Aortic dissection (type A)
The incidence rate is 2/3.5 cases per 100.000 persons every year, with the 75% of cases diagnosed between 40 and 70 years of age.
The prognosis is severe due to the high risk of acute and premature complications occurring in the proximal aorta. The vast majority of deaths is related to rupture, generally in the site of the initial laceration, infarction, due to coronary flow obstruction, or aortic valve insufficiency, related to exhaustion of the aortic valvular annulus or cusps.
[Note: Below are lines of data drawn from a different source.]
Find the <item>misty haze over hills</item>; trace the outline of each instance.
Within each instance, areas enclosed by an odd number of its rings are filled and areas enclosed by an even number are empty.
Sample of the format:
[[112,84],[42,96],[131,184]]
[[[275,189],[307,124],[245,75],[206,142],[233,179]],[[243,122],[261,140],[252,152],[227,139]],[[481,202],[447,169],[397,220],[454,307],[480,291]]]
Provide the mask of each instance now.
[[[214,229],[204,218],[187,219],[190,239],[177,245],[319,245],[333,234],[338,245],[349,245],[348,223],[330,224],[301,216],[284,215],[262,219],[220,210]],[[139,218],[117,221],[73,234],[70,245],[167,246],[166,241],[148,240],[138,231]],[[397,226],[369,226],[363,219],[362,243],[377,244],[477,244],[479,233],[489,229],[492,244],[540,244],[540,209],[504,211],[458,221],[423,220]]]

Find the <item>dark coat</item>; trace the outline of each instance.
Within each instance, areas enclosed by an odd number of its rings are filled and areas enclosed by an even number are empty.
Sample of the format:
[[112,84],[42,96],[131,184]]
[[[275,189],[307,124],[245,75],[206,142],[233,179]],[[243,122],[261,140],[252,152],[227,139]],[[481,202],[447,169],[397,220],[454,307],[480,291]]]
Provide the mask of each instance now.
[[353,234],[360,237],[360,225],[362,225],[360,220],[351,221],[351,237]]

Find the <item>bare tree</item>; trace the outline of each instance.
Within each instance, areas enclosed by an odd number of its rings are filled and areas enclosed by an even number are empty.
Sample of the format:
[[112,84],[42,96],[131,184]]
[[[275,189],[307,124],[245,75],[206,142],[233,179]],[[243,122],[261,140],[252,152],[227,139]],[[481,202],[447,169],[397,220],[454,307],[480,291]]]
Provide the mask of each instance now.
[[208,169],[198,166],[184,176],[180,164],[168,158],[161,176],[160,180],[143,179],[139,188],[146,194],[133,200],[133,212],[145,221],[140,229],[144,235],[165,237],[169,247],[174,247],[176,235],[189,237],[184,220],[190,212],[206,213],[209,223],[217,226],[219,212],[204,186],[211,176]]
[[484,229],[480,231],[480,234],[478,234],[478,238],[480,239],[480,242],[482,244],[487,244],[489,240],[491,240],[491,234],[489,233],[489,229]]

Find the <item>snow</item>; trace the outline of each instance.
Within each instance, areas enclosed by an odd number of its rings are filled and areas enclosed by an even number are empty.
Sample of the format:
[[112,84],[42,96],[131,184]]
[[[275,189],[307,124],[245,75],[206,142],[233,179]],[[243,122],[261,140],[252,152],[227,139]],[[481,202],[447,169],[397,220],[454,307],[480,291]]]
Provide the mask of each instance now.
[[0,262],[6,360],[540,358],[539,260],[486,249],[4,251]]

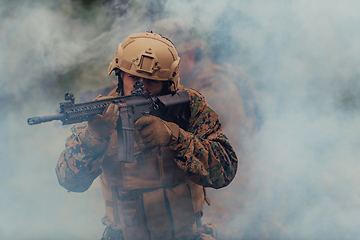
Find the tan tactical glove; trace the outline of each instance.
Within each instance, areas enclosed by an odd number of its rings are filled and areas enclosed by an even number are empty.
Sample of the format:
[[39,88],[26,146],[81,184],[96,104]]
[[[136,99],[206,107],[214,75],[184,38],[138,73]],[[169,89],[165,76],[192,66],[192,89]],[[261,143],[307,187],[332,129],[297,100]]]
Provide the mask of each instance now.
[[[101,95],[95,100],[103,98]],[[88,121],[88,130],[97,138],[107,138],[116,127],[116,121],[119,117],[119,106],[111,103],[102,113],[98,114]]]
[[134,124],[135,134],[143,147],[164,147],[175,142],[179,137],[179,126],[155,116],[146,116]]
The major risk factors for aortic dissection are degeneration of the vascular wall and hypertension. It is commonly associated with genetic disorders that affect the connective tissue, such as Marfan syndrome, Turner syndrome, Ehlers-Danlos syndrome. Pregnancy, aortic aneurysm, atherosclerosis and previous surgical interventions on the aorta represent additional risk factors for the development of the disease.
Individuals with type A aortic dissection typically experience a sudden onset of severe chest pain, hypotension, hypovolemic shock, cardiac insufficiency related to tamponade, infarction or valvular insufficiency.
CT scan, especially with arterial contrast enhancement (CTA), is the gold-standard for the diagnosis of aortic dissection.
Type A dissections are medical emergencies and require surgery.